Ah là là les bouquins ! Heureusement qu'ils sont là ! En plein confinement me voici projetée de la Cisjordanie à un village sur la côte sud-ouest de la Finlande.
C'est l'histoire d'une amitié d'emblée improbable entre un chef d'orchestre de renommée mondiale et un psychologue veuf, musicien amateur de musique tout genre , son voisin, à Ravais, un bled en bord de mer. le premier vient de s'y faire construire une maison estivale, "La
Casa Triton". le chef s'appelle Thomas Brander, le psy Reider Lindell, deux mondes apparemment aux antipodes et pourtant.....ils vont apprendre à se faire confiance, et essayer de partager leurs musiques, leurs passés et leurs solitudes.
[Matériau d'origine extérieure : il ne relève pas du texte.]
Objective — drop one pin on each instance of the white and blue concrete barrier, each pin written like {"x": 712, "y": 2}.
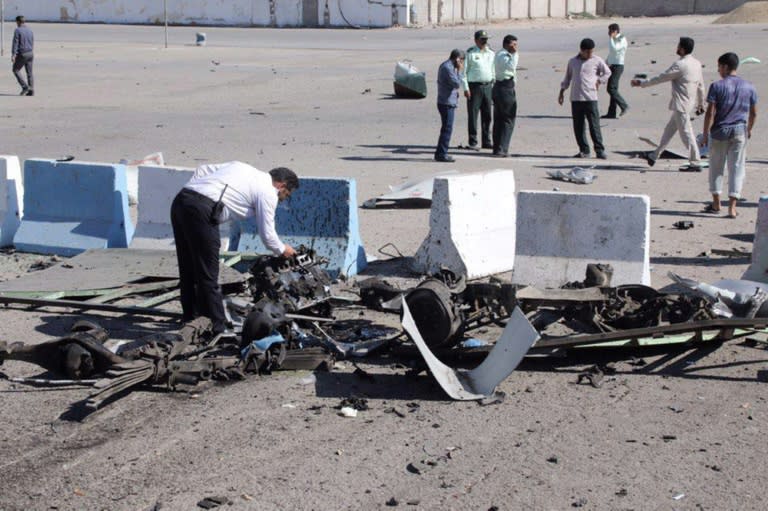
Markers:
{"x": 322, "y": 215}
{"x": 157, "y": 186}
{"x": 70, "y": 207}
{"x": 11, "y": 198}
{"x": 758, "y": 269}
{"x": 558, "y": 234}
{"x": 471, "y": 225}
Westö , écrivain finlandais sudophone que je viens de découvrir avec ce premier roman m'a fascinée. Ce livre dont le troisième personnage est la musique, vibre comme une partition, tellement l'émotion présente y est forte avec ou sans musique.
Lindell est un homme engagé pour son prochain, la musique et la pêche sont ses distractions. Brander, un homme égoïste, ne vit la vie qu'à travers la musique, "Le paysage résonnait différemment à présent. C'était une musique brute, écho d'un monde ancien qui se serait brisé –comme du
Bartók ou du Janáček". Même le nom de sa nouvelle maison "Triton " s'y réfère, un intervalle interdit en musique. Un intervalle qui a été prohibé pendant des siècles car on considérait qu'il pouvait invoquer le diable une fois joué. Malgré son nom de mauvaise augure qui semble être une plaisanterie, va-t-il lui être un havre idyllique comme il en rêve depuis son enfance ou au contraire maléfique vu les difficultés qui s'amoncellent côté vie privée, professionnelle et autres ? "—Tu t'es construit une maison fantastique, mais tu fais une tête d'enterrement,...."lui en fera la remarque un de ses amis.
Une histoire passionnante agrémentée de sujets d'actualité brûlante, surtout chers aux pays nordiques "à tolérance zéro" : les problèmes écologiques, le problème des réfugiés, le terrorisme, le racisme et le mouvement MeToo devenu une arme de vengeance à toute sauce, même si sur le fond il n'y a peut-être rien eu de bénin . Westö y sonde les tréfonds de l'âme des deux protagonistes. Une psychologie fouillée qui démontre habilement que quel que ce soit nos origines, notre éducation, notre renommé, notre statut sociale, nos moyens économiques.....nous sommes identiques, dans le fond, ayant les mêmes peurs, les mêmes angoisses, les mêmes frustrations, ainsi que les mêmes besoins de bases , l'amitié, l'amour, la reconnaissance, l'empathie, la gentillesse......denrées devenues rares dans notre monde actuel....et nous terminons tous notre chemin au même endroit. Écrit en plein pandémie, il en parle aussi assez curieusement, même prémonitoire, dirais-je.......
Westö fin psychologue a concocté un superbe roman chargé de questions sur la fragilité humaine , qui parle très simplement du complexe avec une apothéose formidable sur le pardon . Un livre qu'on lit d'une traite que j'ai beaucoup beaucoup aimé.